Archive
Chinese research in software engineering
China and the Future of Science is the title of a recent article on the blog The Scholar’s Stage. In a series of posts the author, Tanner Greer, has been discussing how Chairman Xi and the Chinese central committee have reoriented the party towards a new goal. In 2026, the aim of China’s communist enterprise is to lead humanity through what they call “the next round of techno scientific revolution and industrial transformation.”.
The Chinese view is that: the first industrial revolution happened in Britain, which was the most powerful country of the 19th century; the second and third (computers) industrial revolutions happened in the USA, which was the most powerful country of the 20th century; the fourth industrial revolution is going to happen in China, which is going to be the most powerful country of the 21st century.
This is a software engineering blog, so I will leave the discussion of any fourth industrial revolution and whether China will lead it to others.
One practical consequence of the Chinese central committee’s focus is lots of funding for science/engineering research, and Chinese academics incentivised to do world-class work. How do you measure an individual’s or institution’s research performance? The Chinese have adopted the Western metric, i.e., counting papers published (weighted by journal impact factor) and number of citations. In 2025, eight of the top ten universities in the CWTS Leiden Ranking are Chinese, with the top western university in the number three spot and the other appearing at number ten. In 2005, six of the top ten universities were in the US.
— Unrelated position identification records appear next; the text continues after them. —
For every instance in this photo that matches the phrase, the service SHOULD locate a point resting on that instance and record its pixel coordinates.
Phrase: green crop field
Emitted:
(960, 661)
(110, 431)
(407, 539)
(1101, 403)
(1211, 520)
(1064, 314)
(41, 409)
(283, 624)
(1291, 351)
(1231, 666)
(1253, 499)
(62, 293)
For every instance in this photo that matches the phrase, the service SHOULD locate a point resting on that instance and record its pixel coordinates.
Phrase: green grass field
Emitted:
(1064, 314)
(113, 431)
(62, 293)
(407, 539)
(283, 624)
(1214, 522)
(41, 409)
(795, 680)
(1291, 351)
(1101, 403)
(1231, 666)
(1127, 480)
In a post reviewing software engineering in 2023, I said: “it was very noticeable that many of the authors of papers at major conferences had Asian names. I would say that, on average, papers with Asian author names were better than papers by authors with non-Asian names.”
If software engineering researchers in China are publishing highly cited papers, why am I not seeing blog posts discussing them or hearing people talk about them? The answer is the same for Chinese and Western papers, i.e., little or no industrial relevance (when I point this out to academics they tell me that their work will be found to be relevant in years to come; ha ha {at least in software engineering}).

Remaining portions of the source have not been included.